Christian de Chergé

Christian de Chergé ou l'invincible espérance

lecture-spectacle à partir des écrits de Christian de Chergé

Mise en scène : Olivier Fenoy
avec
Iris Aguettant du Théâtre de l'Arc-en-Ciel
Nazim Boudjenah de la Comédie Française
Bertrand Boss, musicien.

C'est grâce à "Pierre et Mohamed" spectacle évoquant Monseigneur Claverie qui a connu un vif succès en Avignon puis à Paris dans les cryptes de Saint Sulpice, que nous avons rencontré Nazim Boudjenah, devenu rapidement un ami. De cette amitié est né le projet de monter ensemble une "lecture-spectacle" autour de Christian de Chergé, prieur de Thibirine ("Des hommes et des dieux") qui nous le fait découvrir non seulement comme le théologien de la rencontre islamo-chrétienne et le martyr de l'espérance mais aussi comme un merveilleux poète.

" Voir les choses différemment ne signifie pas qu'on ne voit pas les
mêmes choses ! " Dire Dieu autrement n'est pas dire un autre
Dieu. " De Même, quand Dieu se dit autrement, il ne se dit pas
autre, mais Tout autre, c'est-à-dire autrement que tous les autres. "
Christian de Chergé

Christian de Chergé Phedre
Christian de Chergé

Iris Aguettant
Sophie-lris Aguettant est née en 1951. Après trois ans au Conservatoire d'Art Dramatique de Lyon, elle a travaillé avec Jean Meyer aux Célestins, Jean-Yves Picq et diverses compagnies lyonnaises. Après des années consacrées à la formation théâtrale, elle écrit Amour et Colère en 1984, d'après un argument dramatique de Calderon.
Directrice artistique de la troupe de l'Arc-en-Ciel, elle en a été la cofondatrice dès 1995.

Christian de Chergé

Nazim Boudjenah
Nâzim Boudjenah, né le 24 août 1972 à Paris est un acteur de théâtre français formé au Conservatoire national supérieur d'art dramatique, promotion 1999, classes de Catherine Hiegel et Philippe Adrien, et atelier de Patrice Chéreau. En 2005, il crée la compagnie Le Théâtre du Lion Vert.
Il est engagé le 1er janvier 2010 pensionnaire à la Comédie-Française.

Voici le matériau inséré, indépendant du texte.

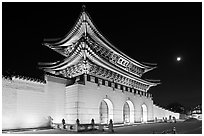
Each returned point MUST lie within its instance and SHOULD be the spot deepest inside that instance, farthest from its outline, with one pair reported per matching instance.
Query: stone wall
(23, 103)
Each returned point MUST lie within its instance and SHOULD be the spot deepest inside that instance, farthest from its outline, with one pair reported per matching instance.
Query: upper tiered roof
(84, 45)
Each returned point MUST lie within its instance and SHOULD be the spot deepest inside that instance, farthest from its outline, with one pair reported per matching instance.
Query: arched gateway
(91, 59)
(106, 111)
(128, 112)
(144, 113)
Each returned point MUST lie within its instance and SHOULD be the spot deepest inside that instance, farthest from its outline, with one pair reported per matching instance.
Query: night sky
(147, 32)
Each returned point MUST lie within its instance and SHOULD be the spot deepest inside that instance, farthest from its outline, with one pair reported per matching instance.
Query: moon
(178, 58)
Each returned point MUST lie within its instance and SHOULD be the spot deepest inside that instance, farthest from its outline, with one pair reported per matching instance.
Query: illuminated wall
(23, 104)
(27, 104)
(89, 97)
(159, 113)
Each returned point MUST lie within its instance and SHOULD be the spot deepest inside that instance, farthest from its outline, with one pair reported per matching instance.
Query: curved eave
(94, 32)
(66, 62)
(69, 34)
(109, 45)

Christian de Chergé - biographie
Né à Paris le 18 janvier 1937, deuxième enfant d'une famille de huit. Son père, officier, est affecté à Maison carrée en Algérie en 42. Christian a alors 5 ans et découvre des hommes qui prient autrement que ses pères. " Ils prient Dieu " lui explique sa mère. " Ainsi, dira-t-il plus tard, j'ai toujours su que le Dieu de l'Islam et le Dieu de Jésus-Christ ne font pas nombre. "
Formé par le scoutisme il entre au séminaire des carmes à Paris en 56. Puis c'est la guerre d'Algérie et le jeune sous-lieutenant de Chergé y passera dixhuit mois, administrant un ensemble de villages. Une guerre qu'il a subie et " si peu faite " selon ses propres mots. C'est là qu'il va vivre l'expérience qui bouleverse et éclaire toute sa destinée. Il noue une amitié avec le garde champêtre du village, Mohamed, " un homme mûr et profondément religieux qui a libéré ma foi en lui apprenant à s'exprimer ". Un jour que les deux amis se promènent en échangeant sur la prière, des algériens nationalistes veulent régler le sort de Christian de Chergé. Mohammed s'interpose et lui sauve la vie. Trois jours plus tard il est retrouvé mort assassiné près de son puits. "Je connais au moins un frère très aimé, musulman convaincu, qui a donné sa vie par amour d'autrui, concrètement, par le sang versé." Ordonné prêtre en plein concile Vatican II, il est nommé chapelain au Sacré-coeur de Montmartre durant quelques années, et en dirige la maîtrise. En 69 il devient trappiste à Aiguebelle et après deux ans de noviciat rejoint le monastère de Notre-Damede- l'Atlas. Après avoir approfondi l'arabe et l'Islam à Rome durant deux années, il revient, à Tibhirine en 1974 où il demeurera jusqu'à sa mort en 1995 à l'âge de 59 ans.